Uli König - Die PIRATEN
Uli König - Die PIRATEN

Heute haben wir die Möglichkeit dir ein schriftlich geführtes Interview mit Uli König von der Piratenpartei zum Thema Chancen des technologischen Wandels zu präsentieren – wir wünschen dir viel Spaß beim Lesen!

Stefan Recht: Hallo und danke, dass du dir die Zeit für dieses schriftlich geführte Interview zum Thema Chancen des technologischen Wandels genommen hast. Stell dich doch einfach mal unseren Lesern vor, was du so machst und wie dein Werdegang bisher war.

Uli König: Uli König ist Parlamentarischer Geschäftsführer der Piratenfraktion im Schleswig-Holsteinischen Landtag und Wirtschaftspolitischer Sprecher der Fraktion.

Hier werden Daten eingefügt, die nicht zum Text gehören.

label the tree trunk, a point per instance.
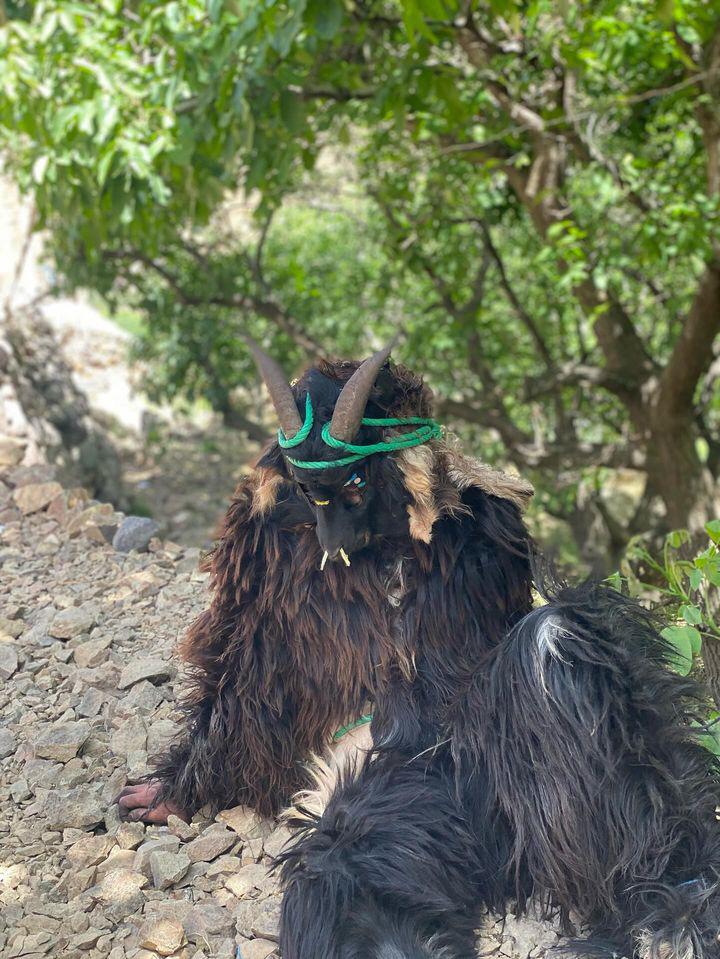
(675, 470)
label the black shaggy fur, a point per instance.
(561, 724)
(390, 870)
(591, 752)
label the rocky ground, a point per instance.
(89, 684)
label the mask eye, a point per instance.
(356, 481)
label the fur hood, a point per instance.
(437, 474)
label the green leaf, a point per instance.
(681, 638)
(677, 538)
(713, 530)
(691, 614)
(214, 8)
(328, 18)
(710, 742)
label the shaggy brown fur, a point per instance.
(287, 653)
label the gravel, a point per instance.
(88, 692)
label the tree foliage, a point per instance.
(537, 206)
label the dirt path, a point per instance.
(88, 691)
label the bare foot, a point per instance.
(135, 804)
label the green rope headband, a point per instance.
(427, 429)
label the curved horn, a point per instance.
(350, 406)
(280, 393)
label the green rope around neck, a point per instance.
(427, 429)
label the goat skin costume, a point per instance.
(572, 746)
(288, 652)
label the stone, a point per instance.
(8, 743)
(178, 827)
(209, 845)
(8, 660)
(96, 516)
(129, 835)
(223, 866)
(129, 738)
(12, 451)
(92, 653)
(257, 949)
(35, 496)
(145, 668)
(12, 627)
(266, 921)
(41, 772)
(121, 890)
(167, 868)
(90, 851)
(77, 808)
(135, 532)
(86, 940)
(246, 880)
(277, 841)
(207, 919)
(143, 698)
(164, 937)
(166, 843)
(118, 859)
(20, 791)
(244, 821)
(71, 622)
(91, 702)
(61, 743)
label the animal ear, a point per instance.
(385, 389)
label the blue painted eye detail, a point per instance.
(355, 480)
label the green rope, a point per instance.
(427, 430)
(349, 728)
(303, 432)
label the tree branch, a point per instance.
(692, 353)
(268, 309)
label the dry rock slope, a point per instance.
(88, 692)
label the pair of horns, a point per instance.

Stefan Recht: In den letzten Jahren machen wir immer größere Sprünge im Bereich der virtuellen Realität. Diese Technologie, welche sich noch in den Kinderschuhen befindet, wird aktuell noch hauptsächlich durch den Unterhaltungssektor geprägt. Welche Möglichkeiten und Einsatzbereiche siehst du für diese Technologie in naher, als auch ferner Zukunft?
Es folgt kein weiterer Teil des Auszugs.